Seqanswers Leaderboard Ad

Collapse

Announcement

Collapse
No announcement yet.
X
 
  • Filter
  • Time
  • Show
Clear All
new posts

  • #16
    Originally posted by bioinfosm View Post
    I am still curious as to how SOLiD and Solexa compare apples-to-apples. Both produce short reads, but still not much about how similar or complementary they are!

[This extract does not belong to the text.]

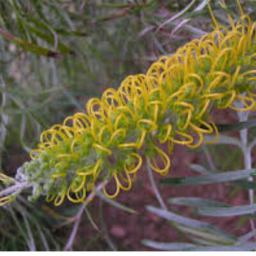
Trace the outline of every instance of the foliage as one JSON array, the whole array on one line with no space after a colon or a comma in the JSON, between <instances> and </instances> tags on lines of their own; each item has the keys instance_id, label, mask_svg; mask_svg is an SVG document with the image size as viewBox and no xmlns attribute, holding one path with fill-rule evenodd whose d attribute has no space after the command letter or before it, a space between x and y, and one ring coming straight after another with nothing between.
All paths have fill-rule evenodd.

    Met a few at AGBT and still could not find the answers..
    It's not easy to compare since throughput changes so fast on both instruments - for example the latest Genome Biology RNA-seq paper used 38 lanes to get 138 M aligned reads which is a number you can get from one SOLiD slide (1/2 run) today. What the current numbers are for the GA-II I do not know. What sort of apples are you interrested in comparing?...

    Comment


    • #17
      I am interested in the quality of data. Using say 6million 35bp reads on the same sample, which instrument should one prefer, say for SNP calling. From a celegans comparison paper, it looks SOLiD has a slight advantage in calling rare SNP? Does its 2-base encoding really give more accurate results?
      --
      bioinfosm

      Comment


      • #18
        Originally posted by new300 View Post
        How many raw and aligned reads per run do you get out of your Solid?
        From a project that I have been working on this week since the data come off the sequencer Monday evening. This is one run. Mate-paired 25-base to a non-human eukaryotic organism. One region/plate.

        Raw reads: ~142M

        Mapped R3 reads: ~114M for unique & random at 3 mismatches
        Mapped F3 reads: ~118M (ditto)

        Mapped R3 reads: ~77M for uniquely placed reads at 3 mismatches
        Mapped F3 reads: ~75M (ditto)

        Paired F3-R3 reads: ~78M

        So Approximately 3900 Mbases. (78M times 50 bases).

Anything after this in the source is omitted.